Le Maroc est sur la ligne  des séismes. A El Hoceïma, par exemple, il y a tout le temps des secousses telluriques. Même à Tétouan on ressent ces secousses. Ça bouge partout. Hamdoulillah, ces secousses sont de faible amplitude. Mais si elles étaient de grande amplitude, il y aurait des dégâts.

La région d’Al Hoceïma nous a, en fait, donné la preuve qu’il y a vraiment une alerte et qu’il faut vraiment être vigilant vis-à-vis de tout ce qui se réalise. On a vu qu’avec une amplitude de 6,5 degrés sur l’échelle de Richter, ça donne des catastrophes. On se rappelle d’ailleurs que dans la région d’Al Hoceima, il y avait des logements dans la campagne qui étaient construits sans aucune autorisation et sans aucun respect des normes. Il y avait des bâtiments très anciens qui n’étaient pas entretenus et qui étaient habités malgré tout. Or un bâtiment c’est comme l’être humain. Il doit être entretenu et contrôlé. Et de temps à autre, on doit aussi faire des analyses et des bilans de ce bâtiment pour savoir dans quel état il est.

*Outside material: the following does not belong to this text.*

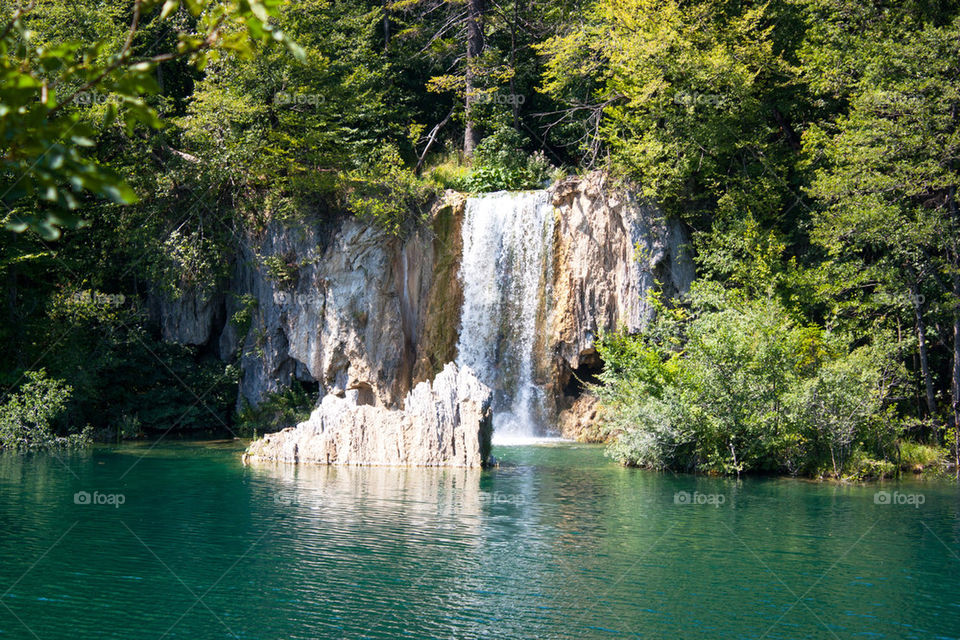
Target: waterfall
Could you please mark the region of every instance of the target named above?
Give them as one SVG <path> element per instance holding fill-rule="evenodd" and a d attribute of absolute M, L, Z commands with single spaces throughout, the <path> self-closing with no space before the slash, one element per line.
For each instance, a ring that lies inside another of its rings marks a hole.
<path fill-rule="evenodd" d="M 495 441 L 546 431 L 535 380 L 551 295 L 553 225 L 545 191 L 467 200 L 457 364 L 471 367 L 494 391 Z"/>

Malheureusement, on n’est pas encore vigilant vis-à-vis de ce qui se réalise. D’ailleurs, on a vu parfois des bâtiments qui se sont effondrés sans même qu’il y ait un séisme. C’est souvent un problème de structure où ni les normes ni les risques n’ont été prises en considération. Car on a tout simplement fait fi des règlements.

Le règlement antisismique est-il appliqué dans les régions menacées par les risques des séismes?

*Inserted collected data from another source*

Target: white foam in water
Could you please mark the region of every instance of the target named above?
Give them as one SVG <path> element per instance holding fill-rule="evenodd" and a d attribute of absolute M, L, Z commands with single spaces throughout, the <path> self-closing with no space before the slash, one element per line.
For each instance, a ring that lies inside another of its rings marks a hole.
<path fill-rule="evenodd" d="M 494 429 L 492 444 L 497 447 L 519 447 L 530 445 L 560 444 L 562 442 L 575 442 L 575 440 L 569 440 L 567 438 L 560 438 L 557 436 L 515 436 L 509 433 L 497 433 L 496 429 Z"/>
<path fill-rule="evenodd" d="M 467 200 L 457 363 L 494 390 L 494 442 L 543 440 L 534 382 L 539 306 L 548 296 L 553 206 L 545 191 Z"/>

Le règlement de prévention sismique (RPS 2000) prévoit des dispositions techniques au niveau des dimensions à mettre en place dans chaque région. Ce règlement consiste aussi à mettre en place une équipe technique pour suivre les bâtiments dans ces régions à risque. C’est vraiment un livre blanc important que l’architecte et le bureau d’étude doivent suivre à la lettre pour éviter tout déséquilibre et tout cloisonnement du bâtiment.

Pour la région d’Al Hoceima, par exemple, je crois que pour l’instant, le respect des normes est mis en place. L’architecte et le bureau d’étude doivent appliquer le règlement RPS à la lettre. Mais est-ce que ce règlement est appliqué sur le terrain ? Je n’en suis pas certain ! Car, disons-le, au Maroc, il y a des règlements et on en a même beaucoup. Mais, dans beaucoup de cas, ces règlements ne sont pas respectés à 100%. Et pour cause, le professionnalisme n’est pas toujours présent. Et quand je parle de manque de professionnalisme, ça va de l’ouvrier jusqu’à celui qui prévoit le projet. Comment voulez-vous alors qu’il y ait un respect des règlements ?

A qui la faute?

Il faut savoir que pratiquement 75% de nos constructions sont réalisées par des architectes et des bureaux d’études «signataires». Ce qui veut dire que ces constructions ne sont ni suivies ni contrôlées. Beaucoup de projets qui sont réalisés aujourd’hui sont d’ailleurs «signés» par des architectes qui font un monopole de la signature. La sécurité des gens n’est pas respectée. C’est une catastrophe ! Des laboratoires qui signent des documents sans qu’ils aient suivi le chantier. Et des architectes qui peuvent signer jusqu’à 2700 dossiers par an! Comment est-ce qu’ils vont suivre tous ces projets? Comment voulez-vous que -même avec des règlements et des lois qui sont adoptées- on puisse garantir la sécurité des gens?

Un architecte doit normalement suivre son projet de A à Z.  Il doit être présent aux visites du chantier. Il doit réaliser le projet dans les règles de l’art et quand il fera tout ça eh bien, à ce moment là, l’Etat peut être tranquille vis-à-vis de tout ce qui se réalise dans notre pays. Mais aujourd’hui, on n’en est pas encore à ce stade avec «ces charlatans signataires».

L’Etat doit arrêter définitivement ces signatures de complaisance. Si on a donné des responsabilités aux architectes et aux bureaux d’études pour réaliser le Maroc de demain, ce n’est pas en leur enlevant toute l’autorité qu’ils doivent avoir sur le chantier et sur la réalisation des constructions.